- Sire: Overskate
- Grandsire: Nodouble
- Dam: Medal of Valor
- Damsire: Damascus
- Sex: Filly
- Foaled: 1986
- Country: United States
- Colour: Chestnut
- Breeder: Gerald A. Nielsen
- Owner: Poma Stable
- Trainer: Richard O'Connell
- Record: 27: 11-9-3
- Earnings: US$1,051,006

Major wins
- Selima Stakes (1988) Athenia Handicap (1989) Broad Brush Stakes (1989) Canterbury Oaks (1989) Nijana Handicap (1989) Mount Vernon Stakes (1989) Matchmaker Stakes (1990) New York Handicap (1990)

Honours
- Capades Stakes at Saratoga Race Course (2006–2007) at Aqueduct (2011)

= Capades =

American-bred Thoroughbred racehorse

Capades (foaled 1986 in New York) is a retired American Thoroughbred racehorse whom the July 24, 1989 edition of The New York Times called "one of the country's most accomplished 3-year-old grass fillies."

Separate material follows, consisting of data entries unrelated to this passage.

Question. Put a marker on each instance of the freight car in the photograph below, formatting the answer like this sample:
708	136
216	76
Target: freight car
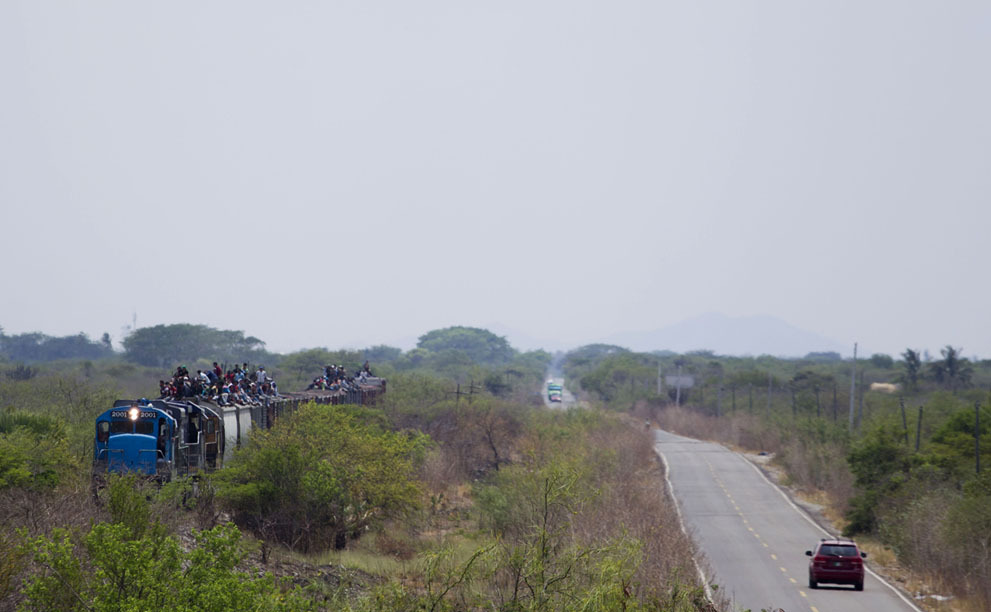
166	438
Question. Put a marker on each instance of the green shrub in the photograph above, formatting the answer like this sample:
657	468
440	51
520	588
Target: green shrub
320	477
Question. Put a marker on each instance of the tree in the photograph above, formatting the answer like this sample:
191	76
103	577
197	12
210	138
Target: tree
912	365
880	463
952	371
35	346
320	477
167	345
111	571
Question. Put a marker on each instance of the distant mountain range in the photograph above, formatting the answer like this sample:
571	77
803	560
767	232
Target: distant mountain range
754	335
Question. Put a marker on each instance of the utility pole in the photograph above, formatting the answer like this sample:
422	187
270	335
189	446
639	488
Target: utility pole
834	400
901	402
457	394
768	392
860	402
853	383
472	390
918	430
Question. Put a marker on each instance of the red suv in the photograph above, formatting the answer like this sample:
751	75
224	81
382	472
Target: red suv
836	562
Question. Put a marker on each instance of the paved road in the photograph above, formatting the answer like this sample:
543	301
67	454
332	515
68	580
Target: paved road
753	538
567	398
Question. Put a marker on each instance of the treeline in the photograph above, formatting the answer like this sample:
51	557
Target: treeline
466	355
456	491
899	463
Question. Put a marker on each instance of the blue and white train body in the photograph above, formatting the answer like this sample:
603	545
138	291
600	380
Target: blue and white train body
158	438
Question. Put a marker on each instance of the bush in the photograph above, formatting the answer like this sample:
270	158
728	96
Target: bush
320	477
107	570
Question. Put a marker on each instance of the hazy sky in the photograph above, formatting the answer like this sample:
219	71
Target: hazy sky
352	173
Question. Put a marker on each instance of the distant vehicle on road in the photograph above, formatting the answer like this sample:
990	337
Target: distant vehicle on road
836	562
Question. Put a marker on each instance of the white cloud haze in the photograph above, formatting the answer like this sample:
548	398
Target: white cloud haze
353	173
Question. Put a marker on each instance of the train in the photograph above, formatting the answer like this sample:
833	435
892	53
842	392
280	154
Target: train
163	439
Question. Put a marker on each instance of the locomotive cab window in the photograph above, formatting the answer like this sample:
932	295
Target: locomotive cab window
145	427
120	427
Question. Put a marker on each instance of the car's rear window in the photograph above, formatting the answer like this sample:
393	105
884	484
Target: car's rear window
838	550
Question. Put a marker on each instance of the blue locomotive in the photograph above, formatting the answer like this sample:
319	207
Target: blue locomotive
161	439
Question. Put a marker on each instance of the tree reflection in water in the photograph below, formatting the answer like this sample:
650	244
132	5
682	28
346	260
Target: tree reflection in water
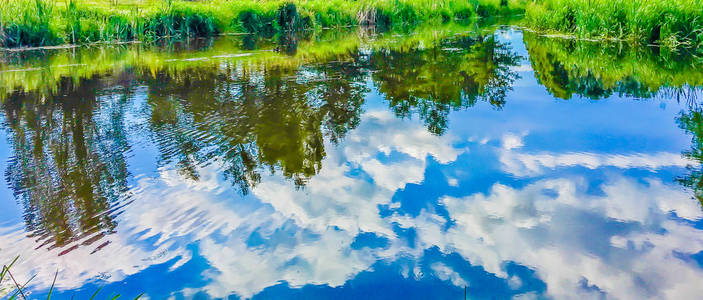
68	168
455	73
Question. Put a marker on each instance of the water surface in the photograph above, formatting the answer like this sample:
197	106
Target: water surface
351	164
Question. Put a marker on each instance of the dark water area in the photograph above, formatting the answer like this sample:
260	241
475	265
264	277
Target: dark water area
435	164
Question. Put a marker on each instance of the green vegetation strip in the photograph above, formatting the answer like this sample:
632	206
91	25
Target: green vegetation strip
36	23
669	23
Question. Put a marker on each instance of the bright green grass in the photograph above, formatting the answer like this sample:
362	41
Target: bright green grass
46	23
671	23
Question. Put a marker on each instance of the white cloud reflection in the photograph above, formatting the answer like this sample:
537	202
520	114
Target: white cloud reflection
553	226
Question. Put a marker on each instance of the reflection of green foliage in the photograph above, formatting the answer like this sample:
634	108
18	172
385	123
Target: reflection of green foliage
452	73
247	117
68	166
692	123
42	22
42	72
598	70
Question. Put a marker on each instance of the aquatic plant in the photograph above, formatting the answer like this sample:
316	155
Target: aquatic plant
669	23
44	23
12	289
598	70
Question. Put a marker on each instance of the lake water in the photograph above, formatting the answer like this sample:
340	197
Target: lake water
442	163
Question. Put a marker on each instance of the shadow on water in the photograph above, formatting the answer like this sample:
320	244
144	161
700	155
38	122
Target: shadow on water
209	102
454	73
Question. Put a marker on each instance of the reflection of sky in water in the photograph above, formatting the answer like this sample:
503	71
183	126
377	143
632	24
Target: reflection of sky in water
568	199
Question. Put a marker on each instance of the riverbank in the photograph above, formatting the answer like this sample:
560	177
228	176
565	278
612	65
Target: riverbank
671	24
36	23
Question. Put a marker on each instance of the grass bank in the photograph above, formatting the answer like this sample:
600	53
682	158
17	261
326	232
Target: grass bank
599	70
670	23
45	23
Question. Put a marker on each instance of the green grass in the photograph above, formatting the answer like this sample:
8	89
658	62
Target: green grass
18	290
44	73
670	23
598	70
46	23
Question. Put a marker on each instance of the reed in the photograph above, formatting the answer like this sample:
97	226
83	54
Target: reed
32	23
669	23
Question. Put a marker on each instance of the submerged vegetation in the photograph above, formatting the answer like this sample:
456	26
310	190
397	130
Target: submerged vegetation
670	23
47	23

Capades was sired by Overskate, a Canadian Horse Racing Hall of Fame inductee who won an unprecedented nine Sovereign Awards while racing in Canada and the United States. Capades dam was the racing mare, Medal of Valor, a daughter of U.S. Racing Hall of Fame inductee, Damascus.

Trained from a base in New York by Richard O'Connell, at age two Capades won the Selima Stakes at Maryland's Laurel Park Racecourse. At age three, Capades won important races for fillies but showed how good she really was in her first start against colts at Pimlico Race Course. The only filly in a field of eight three-year-olds, Capades won the 1989 Broad Brush Stakes by five and a half lengths.

Capades continued to race at age four, notably winning the Matchmaker Stakes at Atlantic City Race Course in New Jersey and the New York Handicap at Belmont Park. She was retired to broodmare duty having earned in excess of a million dollars.

Bred to stallions such as Dixieland Band, Gulch, and Lyphard, among others, Capades' offspring who raced met with limited success.